Taking advantage of this opportunity, I honour and will continue to salute their martyrs. “We should be proud tham they are our heroes,” he added.
General Bajwa will leave his job at the end of November. In 2016, he was appointed as Pakistan’s army chief for a three-year term that was extended for another three years.
Pakistan was formed in 1947 as a result of British India’s split into two parts: West Pakistan (present-day Pakistan) and East Pakistan (present-day Bangladesh). Bangladesh gained independence in 1971 after Pakistan’s Western-dominated government started an operation to crush a liberation movement in the area following 1970 elections that provided power to parties from the East that the West found unacceptable.
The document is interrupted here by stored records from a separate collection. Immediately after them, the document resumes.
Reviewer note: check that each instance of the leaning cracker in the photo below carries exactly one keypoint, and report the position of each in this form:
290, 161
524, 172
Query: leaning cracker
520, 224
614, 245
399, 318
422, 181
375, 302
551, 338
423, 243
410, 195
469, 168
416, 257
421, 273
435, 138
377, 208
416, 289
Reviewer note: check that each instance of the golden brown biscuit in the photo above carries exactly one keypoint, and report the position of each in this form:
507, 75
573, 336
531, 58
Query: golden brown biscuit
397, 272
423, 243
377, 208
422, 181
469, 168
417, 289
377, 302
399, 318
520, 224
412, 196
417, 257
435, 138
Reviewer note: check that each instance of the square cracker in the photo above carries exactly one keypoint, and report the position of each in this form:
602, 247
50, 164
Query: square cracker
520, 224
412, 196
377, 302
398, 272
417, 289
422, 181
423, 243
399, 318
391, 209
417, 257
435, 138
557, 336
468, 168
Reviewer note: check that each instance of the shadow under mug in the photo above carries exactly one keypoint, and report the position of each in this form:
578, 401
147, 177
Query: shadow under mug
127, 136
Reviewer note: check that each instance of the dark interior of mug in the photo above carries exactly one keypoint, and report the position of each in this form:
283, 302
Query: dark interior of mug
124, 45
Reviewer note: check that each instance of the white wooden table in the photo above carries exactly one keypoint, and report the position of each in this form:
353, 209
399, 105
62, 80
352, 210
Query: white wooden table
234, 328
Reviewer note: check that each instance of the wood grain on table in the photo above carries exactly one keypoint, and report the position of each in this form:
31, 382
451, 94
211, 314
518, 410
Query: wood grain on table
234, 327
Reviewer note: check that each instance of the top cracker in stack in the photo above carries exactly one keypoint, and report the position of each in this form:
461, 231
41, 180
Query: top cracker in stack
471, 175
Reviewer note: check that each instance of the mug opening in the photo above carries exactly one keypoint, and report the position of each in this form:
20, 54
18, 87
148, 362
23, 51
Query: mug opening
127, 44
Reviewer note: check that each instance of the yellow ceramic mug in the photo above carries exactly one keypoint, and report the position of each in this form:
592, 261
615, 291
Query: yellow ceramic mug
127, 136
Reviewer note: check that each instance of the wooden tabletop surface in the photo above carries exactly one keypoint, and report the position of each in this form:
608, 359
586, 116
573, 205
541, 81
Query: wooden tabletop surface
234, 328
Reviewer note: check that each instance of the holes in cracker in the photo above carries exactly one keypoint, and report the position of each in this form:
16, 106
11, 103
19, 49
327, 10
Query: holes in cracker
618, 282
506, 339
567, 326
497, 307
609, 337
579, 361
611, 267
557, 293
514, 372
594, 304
Scholars believe that up to 3 million people died in Bangladesh during ethnic cleansing as part of the Pakistani army’s military effort.
The statement on Wednesday is the latest in a series of attempts by the Pakistani Army to airbrush its history of killing unarmed people in Bangladesh during the events that led to the establishment of an independent Bangladesh in December 1971.
Respect for Pakistani troops killed in 1971: General Bajwa Bajwa of Pakistan stated that the army was recently targeted by some political forces with a “false and made-up narrative,” and that the institution, despite being capable of responding in any way, remained calm, but “patience has a limit.”
Earlier in the month, former Prime Minister Imran Khan claimed that Prime Minister Shehbaz Sharif, Interior Minister Rana Sanaullah, and Major General Faisal Naseer were involved in an assassination conspiracy against him.
“I got to the conclusion that it is due of the army’s participation in politics” (that it is criticised so much). So, in February of last year, the institution resolved not to interfere in politics,” he stated.
“Everyone has the right to criticise, but the language (used) should be cautious,” he added.